Defendants in medical malpractice litigations will employ a number of strategies to try to ensure that our clients are denied a just recovery.
These strategies include the following:
• Making up the medicine
• Hiring experts that are less than honest
• Attempting to overly narrow the issues
• Delaying and Playing into Jury bias
Each of these strategies can be overcome.
I. Defendants Making Up Medicine
Some defendants will make up medicine in an effort to defend their case. Unfortunately, they are often aided by their professional associations and dishonest literature.
We make every effort to understand the medical literature in your case before the first deposition is taken. In that way, we can often get helpful admissions from the doctors and nurses that advance our clients’ cases.
II. Experts That Are Less Than Honest
Oftentimes defendants hire experts that are less than honest.
We find and develop information about the defense experts from a variety of sources. These efforts include getting pleadings and other materials from lawsuits in which the expert was a party, using the internet or even an investigator. We feel that depositions of parties and depositions of experts are not simply times to find out what the defendants and their experts are going to say. These are times to attempt to materially advance your case. The only way that you can do this is by being prepared.
III. Overly Narrow the Issues
Typically defendants will try to overly narrow the issues. They want to claim that the issue in the case is whether the doctor was negligent or the nurse was negligent. In most cases, not only are the doctors and nurses negligent, but also there were systemic failures throughout the organization that led to your client’s injury or death.
We understand that 400,000 people die every year in hospitals as a result of preventable medical mistakes. That is roughly equivalent to two jumbo jets full of passengers colliding in midair each day of the year. In the last 4 years, approximately 20% more people have died in hospitals from preventable medical errors than the total of all US battle deaths from all wars in the history of the United States. These are typically the result of a system failure in the hospital; not just the negligence of one doctor or nurse.
Before filing suit, we collect the literature, with respect to the medical and institutional issues involved in the case. In addition, we collect the standards applicable to all issues.
For example, we often consult:
• jointcommission.org (The Joint Commission)
• ismp.org (Institute for Safe Medical Practices)
• fda.gov (U.S. Food and Drug Administration)
• qualityforum.gov (National Quality Forum)
• ihi.org (Institute for Healthcare Improvement)
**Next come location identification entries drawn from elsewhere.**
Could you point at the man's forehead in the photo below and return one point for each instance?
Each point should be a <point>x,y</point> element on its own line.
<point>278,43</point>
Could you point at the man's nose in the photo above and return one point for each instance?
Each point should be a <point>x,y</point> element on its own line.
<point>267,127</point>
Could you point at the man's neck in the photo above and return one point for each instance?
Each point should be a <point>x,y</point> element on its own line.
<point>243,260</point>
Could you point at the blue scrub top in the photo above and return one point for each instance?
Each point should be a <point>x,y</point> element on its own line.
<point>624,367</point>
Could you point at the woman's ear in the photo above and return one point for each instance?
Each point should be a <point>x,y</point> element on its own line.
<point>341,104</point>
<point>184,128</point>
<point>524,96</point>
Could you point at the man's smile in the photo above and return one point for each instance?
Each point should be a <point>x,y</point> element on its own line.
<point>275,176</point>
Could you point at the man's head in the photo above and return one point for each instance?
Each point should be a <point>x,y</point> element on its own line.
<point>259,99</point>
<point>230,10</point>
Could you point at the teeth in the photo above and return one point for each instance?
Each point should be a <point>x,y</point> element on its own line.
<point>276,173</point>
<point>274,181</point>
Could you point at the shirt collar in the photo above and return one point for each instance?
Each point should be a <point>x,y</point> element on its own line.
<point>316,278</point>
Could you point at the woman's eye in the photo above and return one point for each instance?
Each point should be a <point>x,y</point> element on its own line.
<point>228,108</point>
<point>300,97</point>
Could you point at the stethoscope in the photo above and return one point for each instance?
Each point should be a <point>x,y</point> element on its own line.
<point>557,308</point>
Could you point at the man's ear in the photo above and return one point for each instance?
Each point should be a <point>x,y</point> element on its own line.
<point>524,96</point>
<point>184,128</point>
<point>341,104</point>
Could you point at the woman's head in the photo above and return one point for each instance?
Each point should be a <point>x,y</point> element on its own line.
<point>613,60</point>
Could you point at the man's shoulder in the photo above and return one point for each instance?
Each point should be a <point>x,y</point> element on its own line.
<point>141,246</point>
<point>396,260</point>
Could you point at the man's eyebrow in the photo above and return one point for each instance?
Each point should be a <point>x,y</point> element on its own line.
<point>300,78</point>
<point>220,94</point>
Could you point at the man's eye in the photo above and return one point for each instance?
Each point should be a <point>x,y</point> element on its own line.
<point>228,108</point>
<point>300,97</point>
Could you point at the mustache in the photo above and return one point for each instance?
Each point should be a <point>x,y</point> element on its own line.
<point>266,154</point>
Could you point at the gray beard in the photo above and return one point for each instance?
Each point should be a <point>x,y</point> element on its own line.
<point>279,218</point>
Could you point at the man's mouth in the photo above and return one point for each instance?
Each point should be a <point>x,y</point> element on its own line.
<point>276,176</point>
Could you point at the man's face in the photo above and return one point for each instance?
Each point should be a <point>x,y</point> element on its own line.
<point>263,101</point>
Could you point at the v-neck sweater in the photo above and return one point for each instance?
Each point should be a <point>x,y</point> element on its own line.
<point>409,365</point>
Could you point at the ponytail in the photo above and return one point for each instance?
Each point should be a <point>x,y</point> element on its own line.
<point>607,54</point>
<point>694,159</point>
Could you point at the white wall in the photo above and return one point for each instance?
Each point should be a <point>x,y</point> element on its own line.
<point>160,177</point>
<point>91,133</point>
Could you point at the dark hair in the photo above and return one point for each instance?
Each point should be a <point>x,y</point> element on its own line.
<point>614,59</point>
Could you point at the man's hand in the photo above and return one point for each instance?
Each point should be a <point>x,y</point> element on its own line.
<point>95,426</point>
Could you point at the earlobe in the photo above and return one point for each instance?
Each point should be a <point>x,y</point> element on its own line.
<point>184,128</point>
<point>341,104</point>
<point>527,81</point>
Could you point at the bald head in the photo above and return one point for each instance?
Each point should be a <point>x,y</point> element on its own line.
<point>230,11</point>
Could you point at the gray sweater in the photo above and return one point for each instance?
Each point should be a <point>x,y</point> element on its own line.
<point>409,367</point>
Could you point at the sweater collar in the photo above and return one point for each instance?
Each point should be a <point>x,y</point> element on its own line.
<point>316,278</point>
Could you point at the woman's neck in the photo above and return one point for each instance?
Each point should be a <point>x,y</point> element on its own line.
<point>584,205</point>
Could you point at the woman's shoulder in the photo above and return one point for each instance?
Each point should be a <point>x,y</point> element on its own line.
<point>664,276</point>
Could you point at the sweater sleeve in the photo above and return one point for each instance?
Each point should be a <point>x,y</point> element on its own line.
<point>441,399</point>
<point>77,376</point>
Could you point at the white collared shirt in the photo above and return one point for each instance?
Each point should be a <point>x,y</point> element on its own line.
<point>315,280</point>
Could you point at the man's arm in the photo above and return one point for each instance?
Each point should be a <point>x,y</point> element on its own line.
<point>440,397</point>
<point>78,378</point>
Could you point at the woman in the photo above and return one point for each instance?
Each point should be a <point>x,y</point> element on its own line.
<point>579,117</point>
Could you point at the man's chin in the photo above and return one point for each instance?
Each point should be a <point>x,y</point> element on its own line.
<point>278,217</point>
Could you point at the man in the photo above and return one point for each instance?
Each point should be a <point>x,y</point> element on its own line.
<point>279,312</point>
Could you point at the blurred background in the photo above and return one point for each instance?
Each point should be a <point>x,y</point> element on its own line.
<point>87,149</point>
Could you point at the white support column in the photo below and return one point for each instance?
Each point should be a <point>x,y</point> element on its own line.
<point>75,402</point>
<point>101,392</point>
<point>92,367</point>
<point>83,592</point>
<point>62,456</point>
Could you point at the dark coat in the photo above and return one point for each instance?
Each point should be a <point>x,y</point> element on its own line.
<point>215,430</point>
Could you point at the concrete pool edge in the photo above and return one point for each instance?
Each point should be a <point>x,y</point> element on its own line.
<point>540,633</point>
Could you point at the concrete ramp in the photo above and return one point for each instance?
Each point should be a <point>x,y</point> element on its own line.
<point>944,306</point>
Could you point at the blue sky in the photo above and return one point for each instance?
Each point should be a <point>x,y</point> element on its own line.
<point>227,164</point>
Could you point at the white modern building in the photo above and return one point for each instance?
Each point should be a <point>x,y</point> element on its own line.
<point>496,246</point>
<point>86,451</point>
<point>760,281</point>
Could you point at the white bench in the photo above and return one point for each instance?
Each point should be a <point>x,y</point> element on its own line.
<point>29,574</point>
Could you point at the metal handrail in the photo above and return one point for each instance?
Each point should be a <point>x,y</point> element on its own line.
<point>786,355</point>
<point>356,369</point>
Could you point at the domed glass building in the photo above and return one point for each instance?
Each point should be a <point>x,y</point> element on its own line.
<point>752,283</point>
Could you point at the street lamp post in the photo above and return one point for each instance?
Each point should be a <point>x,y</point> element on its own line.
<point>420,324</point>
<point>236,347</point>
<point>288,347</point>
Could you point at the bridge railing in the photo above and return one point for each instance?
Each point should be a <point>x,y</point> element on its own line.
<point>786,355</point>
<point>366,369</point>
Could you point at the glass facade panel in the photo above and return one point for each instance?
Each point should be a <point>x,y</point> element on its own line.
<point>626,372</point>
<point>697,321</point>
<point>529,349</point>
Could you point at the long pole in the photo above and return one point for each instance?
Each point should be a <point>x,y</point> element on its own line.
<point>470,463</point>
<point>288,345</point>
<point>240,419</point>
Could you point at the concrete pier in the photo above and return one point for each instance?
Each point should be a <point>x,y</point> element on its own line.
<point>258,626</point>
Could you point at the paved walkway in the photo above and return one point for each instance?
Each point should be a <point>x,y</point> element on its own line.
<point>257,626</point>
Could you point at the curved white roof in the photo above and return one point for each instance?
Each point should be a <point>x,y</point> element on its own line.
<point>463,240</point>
IV. Delay – Justice Delayed is Justice Denied & Play to Jury Bias
Defendant will typically invoke ever delay strategy they can. They will object to interrogations, they will object to requests for production. They will not respond to requests for depositions.
To counter these delay strategies, we prepare in advance. Often times we get the hospital’s policies and procedures prior to filing suit. We tailor the discovery to your case and carefully draft it so that it is not subject to easy objections. The discovery is often served with the petition, together with notices for depositions and a motion for a scheduling or docket control order.
The defendants will often try to portray the institution as being there only to provide help and take care of people. Whether the hospital is a non-profit or a for-profit institution, we feel in many cases their care is all about the money. Unfortunately, the motivation for the institutional failures that had to occur at many levels in order to allow your client to be injured or killed is money. We keep that in mind as we aggressively pursue our client’s rights.